While Matt Fitzpatrick no longer faces the same questions that his countryman does about winning pedigree, the three years since his famous U.S. Open triumph have been far from easy. Marred by inconsistency, swing problems, and a rather infamous oversight with his driver last year, Fitzpatrick went on record in April's RBC Heritage saying "2025 has been the worst I've ever played." Matt specifically cited his iron play as not being good enough -- as through eight starts to that point in the season, he'd gained to the field just once with his approach play.

Perhaps speaking candidly about his struggles allowed for a bit more freedom on the course, as Fitzpatrick went on to record his best approach week in over 12 months in Hilton Head (+3.0 strokes gained), and in five starts since, has logged the second and fourth-best iron weeks of his PGA Tour Career at Quail Hollow (+5.8) and Detroit GC (+5.5).

This rapid progression in Fitzpatrick's ball-striking has netted him a pair of top-tens and no finish worse than 38th in seven starts since the Masters: and in a great spot mentally as the Tour heads to comfortable confines in the British Isles.

Here at Renaissance Club, Matt has recorded three finishes of 15th or better in six career starts: including a runner-up finish to Min Woo Lee in 2021. He captured the Alfred Dunhill Links Championship just two years ago, and has gained strokes on the greens in his last twelve measured starts between the Scottish, Open Championship, and Alfred Dunhill.

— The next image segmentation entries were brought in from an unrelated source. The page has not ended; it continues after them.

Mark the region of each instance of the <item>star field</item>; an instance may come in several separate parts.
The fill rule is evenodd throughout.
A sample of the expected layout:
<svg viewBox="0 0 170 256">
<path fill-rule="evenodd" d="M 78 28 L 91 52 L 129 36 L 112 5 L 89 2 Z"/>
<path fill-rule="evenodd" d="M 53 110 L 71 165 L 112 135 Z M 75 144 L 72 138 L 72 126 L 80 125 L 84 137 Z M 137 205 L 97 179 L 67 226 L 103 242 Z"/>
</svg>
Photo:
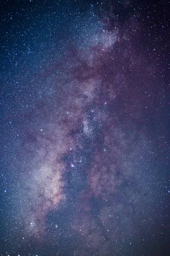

If the ball-striking can continue to trend for Fitzpatrick, there's no reason he can't establish himself once again as one of the top entities on the PGA Tour. The winless drought may have stretched longer than we'd expected since the dream run he had between 2022-2023, but this week sets up perfectly for a return to form. Few players in this field have as complete a package for links golf as the Sheffield-native.